Section one: Contracting entity
one.1) Name and addresses
NATIONAL ENERGY SYSTEM OPERATOR LIMITED
St. Catherines Lodge
WOKINGHAM
RG415BN
Contact
Steve Birch
steve.birch@nationalenergyso.com
Country
United Kingdom
Region code
UK - United Kingdom
NATIONAL ENERGY SYSTEM OPERATOR
11014226
Internet address(es)
Main address
https://www.neso.energy/about-neso
Buyer's address
https://www.neso.energy/about-neso
one.3) Communication
Additional information can be obtained from the above-mentioned address
one.6) Main activity
Electricity
Section two: Object
two.1) Scope of the procurement
two.1.1) Title
PENETRATION TESTING SERVICES
two.1.2) Main CPV code
- 48200000 - Networking, Internet and intranet software package
two.1.3) Type of contract
Supplies
two.1.4) Short description
As part of the separation from National Grid Group and transformation into NESO under UK Government ownership, NESO are looking to create their own penetration testing framework to ensure that we can provide assurance over the security of our systems and provide a secure service to Great Britain. To achieve this, NESO requires a penetration testing panel of at least three members who can provide in-depth penetration testing services, covering a range of localised testing, such as web-app or infrastructure testing, as well as simulated attack exercises.
two.1.5) Estimated total value
Value excluding VAT: £750,000
two.1.6) Information about lots
This contract is divided into lots: No
two.2) Description
two.2.2) Additional CPV code(s)
- 48200000 - Networking, Internet and intranet software package
- 48400000 - Business transaction and personal business software package
- 48500000 - Communication and multimedia software package
two.2.3) Place of performance
NUTS codes
- UK - United Kingdom
two.2.4) Description of the procurement
NESO require a penetration testing service provider that can:
Provide Infrastructure, Web Application, API and Web Application security testing.
Provide simulated attack exercising services (Purple/Red Teams).
Provide CHECK accredited penetration testers to complete testing.
Where necessary, provide penetration testers who have achieved UK Gov Security Clearance
Provide highly accurate reporting of vulnerabilities within the in-scope systems.
Provide resource for testing with a no longer than 1 month lead time.
Provide resource with knowledge and experience of testing on Critical National Infrastructure (CNI) environments, and the risk associated, where applicable to the scope of testing.

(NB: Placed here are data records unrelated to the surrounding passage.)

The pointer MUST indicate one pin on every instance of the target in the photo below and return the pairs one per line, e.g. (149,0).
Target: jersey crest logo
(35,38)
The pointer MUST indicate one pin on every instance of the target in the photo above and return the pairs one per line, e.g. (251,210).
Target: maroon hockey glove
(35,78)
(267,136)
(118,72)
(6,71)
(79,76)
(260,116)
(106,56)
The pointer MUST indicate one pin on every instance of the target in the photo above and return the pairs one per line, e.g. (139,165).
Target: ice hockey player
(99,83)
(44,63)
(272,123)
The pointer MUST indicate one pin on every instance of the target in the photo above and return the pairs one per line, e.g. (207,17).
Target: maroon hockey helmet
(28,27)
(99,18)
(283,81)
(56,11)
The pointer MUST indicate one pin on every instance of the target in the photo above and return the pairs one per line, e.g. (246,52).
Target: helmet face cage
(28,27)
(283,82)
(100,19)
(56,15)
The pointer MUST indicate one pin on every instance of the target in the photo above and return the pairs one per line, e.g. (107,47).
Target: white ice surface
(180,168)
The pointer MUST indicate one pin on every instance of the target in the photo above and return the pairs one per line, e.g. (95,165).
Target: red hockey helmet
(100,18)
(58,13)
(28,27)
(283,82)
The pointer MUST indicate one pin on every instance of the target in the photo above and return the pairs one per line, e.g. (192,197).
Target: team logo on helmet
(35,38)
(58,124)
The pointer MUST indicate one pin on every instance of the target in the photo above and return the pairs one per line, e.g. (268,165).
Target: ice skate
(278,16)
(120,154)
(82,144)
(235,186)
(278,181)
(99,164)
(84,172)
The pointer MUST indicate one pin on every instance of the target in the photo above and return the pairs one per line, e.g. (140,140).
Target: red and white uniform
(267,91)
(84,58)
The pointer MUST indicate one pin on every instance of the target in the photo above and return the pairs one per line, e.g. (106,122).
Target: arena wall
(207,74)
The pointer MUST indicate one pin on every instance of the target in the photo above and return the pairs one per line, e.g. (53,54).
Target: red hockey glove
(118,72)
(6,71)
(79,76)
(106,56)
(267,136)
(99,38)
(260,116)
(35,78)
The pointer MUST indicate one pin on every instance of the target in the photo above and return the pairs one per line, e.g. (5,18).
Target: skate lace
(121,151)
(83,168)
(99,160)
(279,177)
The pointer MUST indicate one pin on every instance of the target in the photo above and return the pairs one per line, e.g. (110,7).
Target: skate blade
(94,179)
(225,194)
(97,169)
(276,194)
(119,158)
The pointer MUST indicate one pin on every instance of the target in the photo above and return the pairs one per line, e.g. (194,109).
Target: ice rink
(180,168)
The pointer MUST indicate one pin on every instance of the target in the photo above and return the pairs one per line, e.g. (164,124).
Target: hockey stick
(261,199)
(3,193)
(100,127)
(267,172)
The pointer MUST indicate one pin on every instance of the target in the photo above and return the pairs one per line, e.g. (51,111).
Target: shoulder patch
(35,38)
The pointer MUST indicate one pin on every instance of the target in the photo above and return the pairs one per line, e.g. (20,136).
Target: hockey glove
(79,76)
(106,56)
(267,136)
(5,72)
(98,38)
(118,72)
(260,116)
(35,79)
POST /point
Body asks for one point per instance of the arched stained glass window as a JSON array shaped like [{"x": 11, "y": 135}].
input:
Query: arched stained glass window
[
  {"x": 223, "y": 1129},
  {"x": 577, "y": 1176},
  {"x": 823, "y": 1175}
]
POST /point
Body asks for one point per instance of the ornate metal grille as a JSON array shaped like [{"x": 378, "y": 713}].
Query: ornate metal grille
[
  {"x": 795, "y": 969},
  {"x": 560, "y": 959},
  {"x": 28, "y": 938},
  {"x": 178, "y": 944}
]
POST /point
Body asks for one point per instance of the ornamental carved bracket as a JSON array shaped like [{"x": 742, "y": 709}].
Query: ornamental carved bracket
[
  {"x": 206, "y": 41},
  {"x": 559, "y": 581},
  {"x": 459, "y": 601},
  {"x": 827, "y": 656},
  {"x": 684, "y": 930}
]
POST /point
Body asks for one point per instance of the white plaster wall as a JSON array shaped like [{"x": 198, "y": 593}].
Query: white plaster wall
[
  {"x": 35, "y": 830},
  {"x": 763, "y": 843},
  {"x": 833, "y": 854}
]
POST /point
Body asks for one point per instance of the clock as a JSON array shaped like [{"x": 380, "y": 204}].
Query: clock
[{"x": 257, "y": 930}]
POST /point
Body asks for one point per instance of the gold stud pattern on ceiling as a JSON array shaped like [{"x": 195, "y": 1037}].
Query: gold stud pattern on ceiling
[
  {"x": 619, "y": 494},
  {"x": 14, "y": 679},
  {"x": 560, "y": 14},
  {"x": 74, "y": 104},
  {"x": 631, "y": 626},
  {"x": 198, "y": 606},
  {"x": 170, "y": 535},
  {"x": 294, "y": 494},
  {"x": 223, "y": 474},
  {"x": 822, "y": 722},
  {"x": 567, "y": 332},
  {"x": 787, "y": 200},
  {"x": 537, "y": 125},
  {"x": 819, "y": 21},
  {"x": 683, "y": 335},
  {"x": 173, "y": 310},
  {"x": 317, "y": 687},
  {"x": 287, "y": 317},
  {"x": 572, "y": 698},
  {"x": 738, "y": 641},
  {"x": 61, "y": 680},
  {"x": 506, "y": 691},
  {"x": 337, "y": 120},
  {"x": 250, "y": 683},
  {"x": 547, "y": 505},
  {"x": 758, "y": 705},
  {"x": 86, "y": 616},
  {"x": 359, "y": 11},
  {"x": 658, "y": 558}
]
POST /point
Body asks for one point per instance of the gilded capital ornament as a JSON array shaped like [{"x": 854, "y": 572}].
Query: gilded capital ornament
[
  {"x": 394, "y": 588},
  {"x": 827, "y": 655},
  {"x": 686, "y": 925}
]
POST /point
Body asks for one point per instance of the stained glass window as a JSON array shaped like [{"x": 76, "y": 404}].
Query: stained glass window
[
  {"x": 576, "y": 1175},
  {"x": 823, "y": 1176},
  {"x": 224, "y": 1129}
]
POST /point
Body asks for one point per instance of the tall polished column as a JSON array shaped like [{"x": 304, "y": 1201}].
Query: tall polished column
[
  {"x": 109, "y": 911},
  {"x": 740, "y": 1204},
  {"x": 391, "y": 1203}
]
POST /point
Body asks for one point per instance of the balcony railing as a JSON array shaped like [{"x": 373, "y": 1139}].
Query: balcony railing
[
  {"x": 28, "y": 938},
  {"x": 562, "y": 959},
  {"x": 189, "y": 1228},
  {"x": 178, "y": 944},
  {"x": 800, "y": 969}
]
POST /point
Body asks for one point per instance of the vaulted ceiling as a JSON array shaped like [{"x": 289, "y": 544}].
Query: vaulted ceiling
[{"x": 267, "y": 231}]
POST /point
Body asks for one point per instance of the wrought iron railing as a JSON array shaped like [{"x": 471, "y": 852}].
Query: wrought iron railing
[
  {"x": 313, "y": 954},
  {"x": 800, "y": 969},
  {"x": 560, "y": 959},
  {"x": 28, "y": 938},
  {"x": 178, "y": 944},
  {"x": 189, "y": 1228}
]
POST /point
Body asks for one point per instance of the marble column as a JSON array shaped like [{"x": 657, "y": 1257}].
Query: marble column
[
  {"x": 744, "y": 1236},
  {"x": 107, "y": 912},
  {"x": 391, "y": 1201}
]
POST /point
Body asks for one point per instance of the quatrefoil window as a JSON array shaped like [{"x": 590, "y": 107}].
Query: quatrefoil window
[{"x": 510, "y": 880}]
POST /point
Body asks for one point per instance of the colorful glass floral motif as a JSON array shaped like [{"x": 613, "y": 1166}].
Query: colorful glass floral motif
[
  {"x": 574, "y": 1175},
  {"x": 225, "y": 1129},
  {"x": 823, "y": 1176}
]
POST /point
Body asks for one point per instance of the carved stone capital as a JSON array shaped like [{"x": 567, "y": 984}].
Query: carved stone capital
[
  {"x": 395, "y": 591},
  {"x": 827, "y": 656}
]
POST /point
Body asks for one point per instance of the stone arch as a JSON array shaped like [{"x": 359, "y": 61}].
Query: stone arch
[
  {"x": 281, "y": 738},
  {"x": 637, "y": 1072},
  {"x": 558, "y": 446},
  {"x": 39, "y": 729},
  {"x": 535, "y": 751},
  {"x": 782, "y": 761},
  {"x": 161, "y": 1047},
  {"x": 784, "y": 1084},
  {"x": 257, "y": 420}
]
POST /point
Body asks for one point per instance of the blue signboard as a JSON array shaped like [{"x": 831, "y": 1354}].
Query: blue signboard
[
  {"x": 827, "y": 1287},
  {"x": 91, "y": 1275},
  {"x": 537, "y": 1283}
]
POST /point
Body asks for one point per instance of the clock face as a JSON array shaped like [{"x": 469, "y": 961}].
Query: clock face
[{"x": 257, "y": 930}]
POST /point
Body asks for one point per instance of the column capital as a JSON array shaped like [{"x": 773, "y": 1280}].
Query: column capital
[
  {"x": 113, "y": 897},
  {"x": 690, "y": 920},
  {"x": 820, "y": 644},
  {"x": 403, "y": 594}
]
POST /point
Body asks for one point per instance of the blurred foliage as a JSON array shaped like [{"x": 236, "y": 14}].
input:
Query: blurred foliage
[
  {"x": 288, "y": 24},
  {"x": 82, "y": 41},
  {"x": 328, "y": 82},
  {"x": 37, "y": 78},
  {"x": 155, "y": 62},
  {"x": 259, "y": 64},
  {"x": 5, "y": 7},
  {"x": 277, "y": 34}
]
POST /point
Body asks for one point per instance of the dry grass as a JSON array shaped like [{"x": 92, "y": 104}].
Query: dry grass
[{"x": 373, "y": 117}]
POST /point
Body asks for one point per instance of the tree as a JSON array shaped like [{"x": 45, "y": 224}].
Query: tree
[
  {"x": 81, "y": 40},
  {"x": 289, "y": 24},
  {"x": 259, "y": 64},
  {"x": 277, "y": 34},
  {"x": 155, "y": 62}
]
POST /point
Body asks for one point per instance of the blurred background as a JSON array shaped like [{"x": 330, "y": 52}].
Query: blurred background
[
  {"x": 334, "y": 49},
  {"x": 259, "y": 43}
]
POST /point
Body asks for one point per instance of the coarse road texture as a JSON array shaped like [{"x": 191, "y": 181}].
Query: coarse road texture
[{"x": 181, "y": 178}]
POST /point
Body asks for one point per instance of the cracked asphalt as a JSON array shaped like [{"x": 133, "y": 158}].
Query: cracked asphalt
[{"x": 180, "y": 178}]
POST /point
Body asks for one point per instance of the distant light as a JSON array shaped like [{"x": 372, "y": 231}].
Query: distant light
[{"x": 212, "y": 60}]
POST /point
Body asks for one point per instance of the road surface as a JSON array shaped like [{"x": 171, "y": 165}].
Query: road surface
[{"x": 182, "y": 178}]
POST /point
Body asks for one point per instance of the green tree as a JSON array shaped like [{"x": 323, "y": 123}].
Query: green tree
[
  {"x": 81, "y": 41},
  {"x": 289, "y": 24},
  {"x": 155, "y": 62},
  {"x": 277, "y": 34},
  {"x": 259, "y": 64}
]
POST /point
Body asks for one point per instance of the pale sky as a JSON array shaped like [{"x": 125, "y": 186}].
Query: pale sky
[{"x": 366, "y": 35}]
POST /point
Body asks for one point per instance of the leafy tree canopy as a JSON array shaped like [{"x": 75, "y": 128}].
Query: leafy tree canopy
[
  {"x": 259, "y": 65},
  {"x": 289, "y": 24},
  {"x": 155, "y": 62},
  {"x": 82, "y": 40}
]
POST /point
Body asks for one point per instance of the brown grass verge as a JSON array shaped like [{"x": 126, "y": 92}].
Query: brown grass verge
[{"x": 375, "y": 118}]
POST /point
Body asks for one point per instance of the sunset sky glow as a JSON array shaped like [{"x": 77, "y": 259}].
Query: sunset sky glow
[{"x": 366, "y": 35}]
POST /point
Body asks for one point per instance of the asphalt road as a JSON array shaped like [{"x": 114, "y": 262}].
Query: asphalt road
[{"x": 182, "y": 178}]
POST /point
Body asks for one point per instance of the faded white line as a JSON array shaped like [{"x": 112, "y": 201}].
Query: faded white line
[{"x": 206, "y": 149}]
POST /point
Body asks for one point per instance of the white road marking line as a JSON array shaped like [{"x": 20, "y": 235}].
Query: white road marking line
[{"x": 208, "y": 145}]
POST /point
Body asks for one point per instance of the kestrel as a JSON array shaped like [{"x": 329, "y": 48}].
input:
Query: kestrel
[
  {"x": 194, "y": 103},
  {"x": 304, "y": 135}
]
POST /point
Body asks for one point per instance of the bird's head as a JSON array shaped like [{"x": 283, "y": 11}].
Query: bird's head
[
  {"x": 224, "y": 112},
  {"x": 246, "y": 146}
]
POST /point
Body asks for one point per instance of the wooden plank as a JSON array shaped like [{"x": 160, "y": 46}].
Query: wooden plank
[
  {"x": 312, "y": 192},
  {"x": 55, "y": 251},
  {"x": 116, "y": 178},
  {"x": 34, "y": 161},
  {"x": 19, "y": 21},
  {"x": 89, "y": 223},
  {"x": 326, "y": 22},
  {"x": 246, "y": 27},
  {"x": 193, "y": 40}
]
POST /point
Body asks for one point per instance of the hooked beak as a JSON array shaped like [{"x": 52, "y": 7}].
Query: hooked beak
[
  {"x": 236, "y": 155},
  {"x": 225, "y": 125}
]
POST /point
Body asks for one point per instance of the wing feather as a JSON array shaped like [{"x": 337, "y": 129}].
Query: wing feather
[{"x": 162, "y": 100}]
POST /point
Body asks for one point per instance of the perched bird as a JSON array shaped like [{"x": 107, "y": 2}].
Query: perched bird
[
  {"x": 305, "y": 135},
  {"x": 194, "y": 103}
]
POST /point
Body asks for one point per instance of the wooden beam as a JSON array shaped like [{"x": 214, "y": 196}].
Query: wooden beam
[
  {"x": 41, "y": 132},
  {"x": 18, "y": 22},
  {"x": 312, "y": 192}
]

two.2.14) Additional information
Contract duration
Flexible, agile framework contract that can be scaled-up or down based on business requirements.
Compliance with the Utilities Contracts Regulations 2016
Initial contract duration 3-year contract, with the possibility for 2 one year contract extensions
Participation requirements:
All suppliers wishing to participate in the tender process must register with Achilles via the UVDB code 2.1.23-Cyber security consulting or services for the event by the 31st January 2025.
two.3) Estimated date of publication of contract notice
31 August 2025
Section four. Procedure
four.1) Description
four.1.8) Information about the Government Procurement Agreement (GPA)
The procurement is covered by the Government Procurement Agreement: No
four.2) Administrative information
four.2.2) Time limit for receipt of expressions of interest
Date
31 January 2025
Local time
3:00pm
four.2.4) Languages in which tenders or requests to participate may be submitted
English
Section six. Complementary information
six.3) Additional information
This PIN is not a call for competition. NESO is not obliged to respond to any correspondence related to this notice. Direct or indirect canvassing of NESO (or any person connected with it) by any person concerning this notice, or any attempt to procure information outside of the defined process is discouraged and may (in certain circumstances) require the disqualification of the relevant person(s) from participation in any future competitive procurement process.
All information provided by NESO in this PIN is at an early stage of development and is not intended by NESO to create any contract or other commitment and is not intended by NESO to be otherwise relied on by any person to any extent. NESO shall have no liability for any losses incurred by any person as a result any such reliance.
You must be registered against all Achilles UVDB code: 2.1.23-Cyber security consulting or services.to be invited to the Pre-Qualification Stage, In this PIN all reference to a contract notice should be read as referring to an advertisement on Achilles UVDB and not a find a tender contract notice. You must be registered against all Achilles UVDB codes to be invited to the Pre-Qualification Stage. The required level is UVDB Silver Plus.
You can also reach out to Desta Wheeler desta.wheeler@achilles.com who can support any issues with completion of your registration process on Achilles UVDB ahead of the qualification event commencing in April: provided that it is the sole responsibility of each interested supplier to ensure that it is properly registered on Achilles UVDB Silver Plus on time and NESO accepts no responsibility for any failure to register on time regardless of the reasons for that.